BookmarkSubscribeRSS Feed
🔒 This topic is solved and locked. Need further help from the community? Please sign in and ask a new question.
SixUnder
Obsidian | Level 7

Ok, i have to create a .csv file that will list incomes for women in list format from 10-20k, 20k-30k and so on until 100k or more. It is in two columns, one is full time and the other is part time. Their wages are random entries in the cells. How would you incorporate this design? Or better yet how would you write out the code for this project?

 

Release: 3.5 (Enterprise Edition) of SAS

 

Write a SAS® program to access the Microsoft®Excel®spreadsheet and select the approximately 20 observations for the total population estimate of females that worked full-time and year-round.

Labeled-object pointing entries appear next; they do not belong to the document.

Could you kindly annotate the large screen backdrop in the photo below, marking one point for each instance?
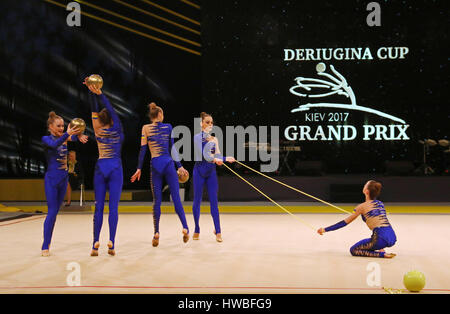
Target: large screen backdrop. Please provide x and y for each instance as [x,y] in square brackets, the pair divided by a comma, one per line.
[350,95]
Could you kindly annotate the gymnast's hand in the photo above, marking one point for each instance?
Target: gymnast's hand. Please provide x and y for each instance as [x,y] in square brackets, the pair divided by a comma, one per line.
[218,161]
[183,171]
[72,130]
[136,175]
[230,159]
[83,138]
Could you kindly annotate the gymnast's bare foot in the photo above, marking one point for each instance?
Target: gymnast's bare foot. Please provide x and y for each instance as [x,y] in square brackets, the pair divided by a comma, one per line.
[111,251]
[155,240]
[94,251]
[185,235]
[218,236]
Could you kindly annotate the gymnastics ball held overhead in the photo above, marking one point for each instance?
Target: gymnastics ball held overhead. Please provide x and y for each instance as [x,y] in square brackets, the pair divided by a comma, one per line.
[79,123]
[95,80]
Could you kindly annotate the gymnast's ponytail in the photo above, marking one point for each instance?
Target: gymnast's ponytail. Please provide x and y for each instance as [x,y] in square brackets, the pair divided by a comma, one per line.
[154,110]
[203,115]
[52,116]
[374,188]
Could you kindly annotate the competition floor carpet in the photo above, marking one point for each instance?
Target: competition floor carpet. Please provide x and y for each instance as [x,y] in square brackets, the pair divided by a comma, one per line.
[267,252]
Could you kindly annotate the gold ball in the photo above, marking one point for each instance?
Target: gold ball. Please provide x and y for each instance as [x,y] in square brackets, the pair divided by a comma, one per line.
[95,80]
[80,123]
[183,178]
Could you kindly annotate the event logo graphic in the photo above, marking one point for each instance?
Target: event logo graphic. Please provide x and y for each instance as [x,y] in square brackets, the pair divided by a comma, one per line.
[336,85]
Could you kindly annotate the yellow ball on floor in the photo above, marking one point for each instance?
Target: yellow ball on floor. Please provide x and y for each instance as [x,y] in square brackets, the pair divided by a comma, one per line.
[414,281]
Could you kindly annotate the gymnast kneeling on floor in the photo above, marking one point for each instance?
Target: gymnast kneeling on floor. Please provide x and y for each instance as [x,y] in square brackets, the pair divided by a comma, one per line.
[373,213]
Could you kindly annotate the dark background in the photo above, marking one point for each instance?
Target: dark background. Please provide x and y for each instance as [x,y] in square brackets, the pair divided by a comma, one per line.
[240,78]
[246,80]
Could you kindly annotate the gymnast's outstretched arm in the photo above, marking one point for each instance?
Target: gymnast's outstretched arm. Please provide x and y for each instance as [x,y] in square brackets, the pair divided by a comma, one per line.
[341,223]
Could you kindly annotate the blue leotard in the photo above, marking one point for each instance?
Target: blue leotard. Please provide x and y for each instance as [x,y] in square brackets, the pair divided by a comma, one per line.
[55,181]
[108,173]
[158,137]
[204,174]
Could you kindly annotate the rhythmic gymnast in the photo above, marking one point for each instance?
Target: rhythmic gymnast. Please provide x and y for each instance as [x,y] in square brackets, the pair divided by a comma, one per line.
[157,137]
[207,155]
[108,173]
[374,215]
[56,176]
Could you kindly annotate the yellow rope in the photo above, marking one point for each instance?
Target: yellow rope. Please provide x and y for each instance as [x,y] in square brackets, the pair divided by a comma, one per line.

Create a variable that contains the maximum earning in the Microsoft® Excel® spreadsheet Column A labels. As an example, for label $2,500 to $4,999, the variable would include value 4,999. This is in addition to the variable that contains the associated population number.

Store this data in a raw data file. Sort the data from highest amount earned to lowest amount earned. Store this sorted data in a second raw data file. Perform another sort to order the data from highest population number to lowest population number. Store this sorted data in a third raw data file. Keep the two related data variables associated so that after each sort the amount earned is associated with the population number or the number of people that earned that amount.

1 ACCEPTED SOLUTION

Accepted Solutions
SixUnder
Obsidian | Level 7
Data Calculation;
infile '.csv' DSD Missover firstobs=2;
Input Gender $ Wages_Low Wages_High Estimated Max_Earnings;

Proc Print Data=Calculation;
run;


then a program for sort 2


Data Calculation;
infile '.csv' DSD Missover firstobs=2;
Input Gender $ Wages_Low Wages_High Estimated Max_Earnings;

Proc Sort Data=Calculation Out=Sort2;
By Descending Max_Earnings;
Run;

and sort 3...


Data Calculation;
infile '.csv' DSD Missover firstobs=2;
Input Gender $ Salary_Low Salary_High Estimate Max_Earnings;

Proc Sort Data=Calculation Out=Sort3;
Key Estimated / descending;
Run;


Would that make 3 tables, showing the requested information?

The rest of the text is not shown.